Голос у него был как будто и тот же, однако без прежней, свободной, веселой силы.
Да и прихрамывал уже Владик на раненую ногу с каждой ночью все сильнее, хотя и не жаловался, словно думая, что Алесь этого не видит.
Руневич молчал.
Под звездным небом ему сперва вспомнилась маленькая героиня английской сказки, девочка, слезы которой искрятся в созвездии Большой Медведицы, безымянная, чистая доброта, народный образ, очень похожий, должно быть, на Стасю…
Вспомнилась ночь, когда он читал эту сказку. Другие звездные ночи той осени… Когда прошел целый год после его наивного «агриколя беатус», он был уже работником в хозяйстве и, казалось ему, взрослым человеком.
На шестнадцатом году Алесь на диво вытянулся. Он все больше стал уходить в себя. Долговязый, светлый подросток влюбился в звездное небо…
Среди тех книжек, случайных и захватанных сотнями заскорузлых рук, книжек, которые, в своих блужданиях по крытым соломой хатам, попали в руки еще одного завороженного словом мечтателя, явилась как-то в ясную ночь, с первым морозцем еще одна, чуть живая, книга рассказов о небе. Автор ее, французский астроном Фламмарион, стал для Алеся одним из тех первых, кто смахнул с неба умной и мужественной рукой поповскую нечисть, убедительно, со всей наглядностью художественного слова, открыл подростку, что там, наверху, нет, разумеется, никаких богов, — ни «в виде старца», ни «в виде мужа средних лет», ни «в виде голубином», ни в иных каких-нибудь видах…

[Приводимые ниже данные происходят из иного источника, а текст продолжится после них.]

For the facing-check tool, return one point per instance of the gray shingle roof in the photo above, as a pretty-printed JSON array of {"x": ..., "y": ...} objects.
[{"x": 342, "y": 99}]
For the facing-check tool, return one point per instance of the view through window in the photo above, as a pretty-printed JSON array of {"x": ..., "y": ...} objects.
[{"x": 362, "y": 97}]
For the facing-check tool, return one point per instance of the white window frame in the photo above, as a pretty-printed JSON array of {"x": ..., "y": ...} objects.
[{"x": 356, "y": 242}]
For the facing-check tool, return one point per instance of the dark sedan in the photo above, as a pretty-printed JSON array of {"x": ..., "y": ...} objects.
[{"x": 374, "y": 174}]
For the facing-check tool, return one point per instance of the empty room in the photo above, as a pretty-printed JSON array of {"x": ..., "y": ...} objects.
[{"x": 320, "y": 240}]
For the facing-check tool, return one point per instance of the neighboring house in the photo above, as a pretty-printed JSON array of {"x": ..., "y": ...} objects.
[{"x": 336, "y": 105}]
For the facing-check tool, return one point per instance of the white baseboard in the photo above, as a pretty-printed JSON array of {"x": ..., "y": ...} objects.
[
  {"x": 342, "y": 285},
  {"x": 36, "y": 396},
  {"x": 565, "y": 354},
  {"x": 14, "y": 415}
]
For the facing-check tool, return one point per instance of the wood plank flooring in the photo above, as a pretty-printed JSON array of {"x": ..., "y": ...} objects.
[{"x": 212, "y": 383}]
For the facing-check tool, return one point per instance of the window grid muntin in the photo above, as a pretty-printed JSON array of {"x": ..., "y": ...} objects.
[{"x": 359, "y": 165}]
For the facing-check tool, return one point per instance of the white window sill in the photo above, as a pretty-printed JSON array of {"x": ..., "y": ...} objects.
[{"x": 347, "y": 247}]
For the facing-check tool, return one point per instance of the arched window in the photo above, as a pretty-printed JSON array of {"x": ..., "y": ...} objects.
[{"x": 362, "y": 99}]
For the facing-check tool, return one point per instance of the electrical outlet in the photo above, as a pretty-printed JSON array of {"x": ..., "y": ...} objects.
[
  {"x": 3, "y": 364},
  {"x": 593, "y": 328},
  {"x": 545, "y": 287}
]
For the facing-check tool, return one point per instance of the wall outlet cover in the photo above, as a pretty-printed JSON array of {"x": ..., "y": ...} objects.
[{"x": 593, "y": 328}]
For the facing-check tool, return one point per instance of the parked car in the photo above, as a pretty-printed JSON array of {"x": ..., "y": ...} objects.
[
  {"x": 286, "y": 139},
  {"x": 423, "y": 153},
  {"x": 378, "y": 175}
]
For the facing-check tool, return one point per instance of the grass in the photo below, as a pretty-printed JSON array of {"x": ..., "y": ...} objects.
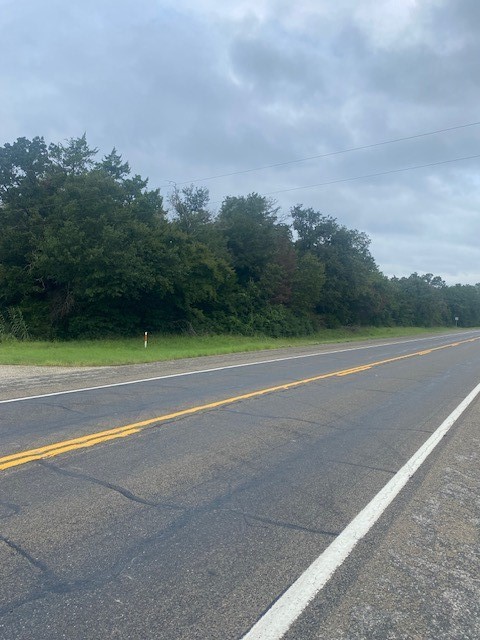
[{"x": 131, "y": 350}]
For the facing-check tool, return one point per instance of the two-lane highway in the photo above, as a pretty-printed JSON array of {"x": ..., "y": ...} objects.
[{"x": 185, "y": 505}]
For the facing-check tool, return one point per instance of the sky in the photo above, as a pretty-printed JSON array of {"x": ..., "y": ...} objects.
[{"x": 188, "y": 90}]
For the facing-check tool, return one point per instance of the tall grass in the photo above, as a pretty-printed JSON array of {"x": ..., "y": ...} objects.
[{"x": 132, "y": 351}]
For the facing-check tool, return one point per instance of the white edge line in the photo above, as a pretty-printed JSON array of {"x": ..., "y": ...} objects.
[
  {"x": 231, "y": 366},
  {"x": 283, "y": 613}
]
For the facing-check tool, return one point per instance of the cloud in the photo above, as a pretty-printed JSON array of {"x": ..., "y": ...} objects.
[{"x": 190, "y": 89}]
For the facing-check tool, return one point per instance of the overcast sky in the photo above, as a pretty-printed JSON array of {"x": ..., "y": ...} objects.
[{"x": 190, "y": 89}]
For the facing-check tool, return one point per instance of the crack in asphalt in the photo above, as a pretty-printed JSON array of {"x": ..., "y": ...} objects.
[
  {"x": 283, "y": 524},
  {"x": 108, "y": 485}
]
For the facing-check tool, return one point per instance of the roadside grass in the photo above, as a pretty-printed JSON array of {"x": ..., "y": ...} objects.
[{"x": 166, "y": 347}]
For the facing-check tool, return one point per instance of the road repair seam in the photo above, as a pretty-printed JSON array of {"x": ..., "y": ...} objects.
[
  {"x": 284, "y": 612},
  {"x": 92, "y": 439},
  {"x": 230, "y": 366}
]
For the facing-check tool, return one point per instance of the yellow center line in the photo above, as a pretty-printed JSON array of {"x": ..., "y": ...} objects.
[{"x": 82, "y": 442}]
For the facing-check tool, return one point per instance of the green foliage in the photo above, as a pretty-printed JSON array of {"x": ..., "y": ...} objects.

Правда, еще раньше, как только ум начал нащупывать дорогу в путанице первых, жизнью и книгой подсказанных вопросов о вечном и преходящем, были моменты, когда мальчуган холодел от мысли, что и жизни и мирозданию нет ни конца, ни начала, ни края!.. «Бог сотворил небо и землю…» А кто же сотворил бога? Чистая, горячая, но неокрепшая мысль ребенка упиралась во что-то холодное, черное, как бездна, и было очень страшно. Хочешь — плачь, хочешь — беги по топкому снегу дороги промозглыми сумерками, с холщовой сумочкой книг, в которых ты не найдешь ответа, с душой, потрясенной прозрением правды, нелепостью того, что считается «божьим законом»…
А потом стало ясно, что небо, невзрачно-серое осенним днем и загадочно, песенно звездное ночью, — это бесчисленное количество чудесных миров, среди которых так уютно, так весело чувствовать себя жителем Земли, красота которой с каждым днем все больше раскрывается и в книгах, и в рассказах бывалых людей, и в собственных наблюдениях.
Ничего, что мир его тогда был ограничен родной деревней, местечком и городом, где он учился, вторым городом, где началась его жизнь, и берегом моря, что порой бьется в памяти солнечно-синим приливом.
И сам Фламмарион, поблуждав по разным планетам, напоив душу восторгом перед вселенной, сколько глубоких тайн и волнующей красоты нашел в простой истории серенького соловьиного гнезда.
Отсюда, снизу, так радостно глядеть вверх, в бесконечность не только земную, но и космическую, очищенную от церковных небылиц.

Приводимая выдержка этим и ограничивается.